# Sport Karate



## Manny (Feb 20, 2013)

A karate sensei (Shotokan) friend of mine shome in facebook a videclip of a karate final match and I liked but have some questions.

I saw impecable karatekas fighting with very clean technikes, using spedd and acuracy but very light contact is it this way? Also I see only one kick landed (with no score) and two attemp of kicks. All the points were by punches. How many points scores a punch and how many points scores a kick?

The match point was win by a swept followed a reverse punch.

Why having karate so many hand techs only the punch/fist is used to score? How is the ratio of punches vs kikcks used in competition?

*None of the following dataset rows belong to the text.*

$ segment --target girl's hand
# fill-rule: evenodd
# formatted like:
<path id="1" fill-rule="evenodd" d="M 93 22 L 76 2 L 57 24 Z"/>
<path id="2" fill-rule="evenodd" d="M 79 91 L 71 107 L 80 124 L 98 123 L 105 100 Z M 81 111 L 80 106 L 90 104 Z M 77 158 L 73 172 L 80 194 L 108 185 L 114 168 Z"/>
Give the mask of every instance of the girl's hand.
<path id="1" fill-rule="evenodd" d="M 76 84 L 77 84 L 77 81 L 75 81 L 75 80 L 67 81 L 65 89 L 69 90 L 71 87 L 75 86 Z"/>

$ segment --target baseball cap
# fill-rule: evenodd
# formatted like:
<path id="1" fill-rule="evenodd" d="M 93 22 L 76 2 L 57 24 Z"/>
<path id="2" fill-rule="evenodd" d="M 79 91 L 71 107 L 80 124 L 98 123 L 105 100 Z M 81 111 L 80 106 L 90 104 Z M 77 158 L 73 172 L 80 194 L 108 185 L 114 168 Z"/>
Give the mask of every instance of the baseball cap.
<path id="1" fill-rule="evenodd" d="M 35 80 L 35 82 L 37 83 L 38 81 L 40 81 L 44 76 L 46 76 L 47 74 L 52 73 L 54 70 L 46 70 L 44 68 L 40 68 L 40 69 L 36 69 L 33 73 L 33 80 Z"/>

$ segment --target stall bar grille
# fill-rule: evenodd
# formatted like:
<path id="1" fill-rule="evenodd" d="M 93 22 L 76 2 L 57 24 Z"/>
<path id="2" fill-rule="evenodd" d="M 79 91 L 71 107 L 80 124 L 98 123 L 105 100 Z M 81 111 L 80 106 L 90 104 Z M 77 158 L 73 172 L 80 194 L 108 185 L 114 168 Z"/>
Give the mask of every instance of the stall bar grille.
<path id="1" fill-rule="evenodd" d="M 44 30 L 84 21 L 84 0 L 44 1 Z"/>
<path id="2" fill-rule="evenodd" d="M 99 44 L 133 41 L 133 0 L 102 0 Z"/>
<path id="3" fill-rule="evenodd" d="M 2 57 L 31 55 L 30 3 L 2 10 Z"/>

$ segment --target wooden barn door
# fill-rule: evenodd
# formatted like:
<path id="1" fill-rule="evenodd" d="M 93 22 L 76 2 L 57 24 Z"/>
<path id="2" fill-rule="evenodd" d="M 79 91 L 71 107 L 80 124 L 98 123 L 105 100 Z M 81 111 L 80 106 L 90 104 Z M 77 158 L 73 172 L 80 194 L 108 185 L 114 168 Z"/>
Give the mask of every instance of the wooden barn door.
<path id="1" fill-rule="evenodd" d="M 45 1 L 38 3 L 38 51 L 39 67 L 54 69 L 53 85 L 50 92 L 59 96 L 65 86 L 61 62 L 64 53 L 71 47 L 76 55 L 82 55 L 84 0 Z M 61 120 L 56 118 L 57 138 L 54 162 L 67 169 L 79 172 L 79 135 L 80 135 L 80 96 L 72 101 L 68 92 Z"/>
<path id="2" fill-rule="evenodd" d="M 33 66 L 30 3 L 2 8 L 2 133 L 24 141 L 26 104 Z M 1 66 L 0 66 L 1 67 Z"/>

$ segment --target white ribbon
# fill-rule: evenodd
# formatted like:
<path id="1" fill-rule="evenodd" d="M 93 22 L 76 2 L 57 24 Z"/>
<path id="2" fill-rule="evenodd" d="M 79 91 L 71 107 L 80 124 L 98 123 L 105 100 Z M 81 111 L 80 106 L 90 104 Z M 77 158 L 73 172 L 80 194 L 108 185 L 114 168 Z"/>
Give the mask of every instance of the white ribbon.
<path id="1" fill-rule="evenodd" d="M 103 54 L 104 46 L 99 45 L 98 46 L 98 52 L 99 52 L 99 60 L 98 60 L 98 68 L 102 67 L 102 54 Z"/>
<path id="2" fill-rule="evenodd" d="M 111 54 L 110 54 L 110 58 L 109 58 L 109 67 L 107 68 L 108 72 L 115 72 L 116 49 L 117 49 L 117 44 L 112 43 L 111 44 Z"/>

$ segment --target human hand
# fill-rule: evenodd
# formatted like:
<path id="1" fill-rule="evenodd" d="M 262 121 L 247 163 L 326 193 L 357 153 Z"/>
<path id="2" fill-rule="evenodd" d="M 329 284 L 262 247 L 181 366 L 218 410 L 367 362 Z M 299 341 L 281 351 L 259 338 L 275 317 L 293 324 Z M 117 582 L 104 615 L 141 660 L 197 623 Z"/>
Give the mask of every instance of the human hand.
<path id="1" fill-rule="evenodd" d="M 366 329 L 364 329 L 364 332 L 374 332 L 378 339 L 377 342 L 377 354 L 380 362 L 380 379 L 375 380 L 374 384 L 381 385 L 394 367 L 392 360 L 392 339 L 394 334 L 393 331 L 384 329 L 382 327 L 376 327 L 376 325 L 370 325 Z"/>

Here you have the fight.......   https://www.facebook.com/photo.php?v=166781056683725

Manny


----------



## K-man (Feb 20, 2013)

Manny, there are different rules for scoring in different competitions. Normally though a kick will just score the same as punch if it is deemed to be effective. Just touching something with you foot, as sometimes happens in TKD, will not score.
This link will give you a little bit more info ..

http://www.martialviews.com/2011/01/karate-point-fighting.html

:asian:


----------



## ralphmcpherson (Feb 20, 2013)

K-man said:


> Manny, there are different rules for scoring in different competitions. Normally though a kick will just score the same as punch if it is deemed to be effective. Just touching something with you foot, as sometimes happens in TKD, will not score.
> This link will give you a little bit more info ..
> 
> http://www.martialviews.com/2011/01/karate-point-fighting.html
> ...


Other than maybe some itf competitions, I doubt you would see light kicks score very often in tkd. The electronic hogus are set to not score without good force and tkd comps are full contact. In almost all tkd sparring light contact will never score.


----------



## K-man (Feb 20, 2013)

ralphmcpherson said:


> Other than maybe some itf competitions, I doubt you would see light kicks score very often in tkd. The electronic hogus are set to not score without good force and tkd comps are full contact. In almost all tkd sparring light contact will never score.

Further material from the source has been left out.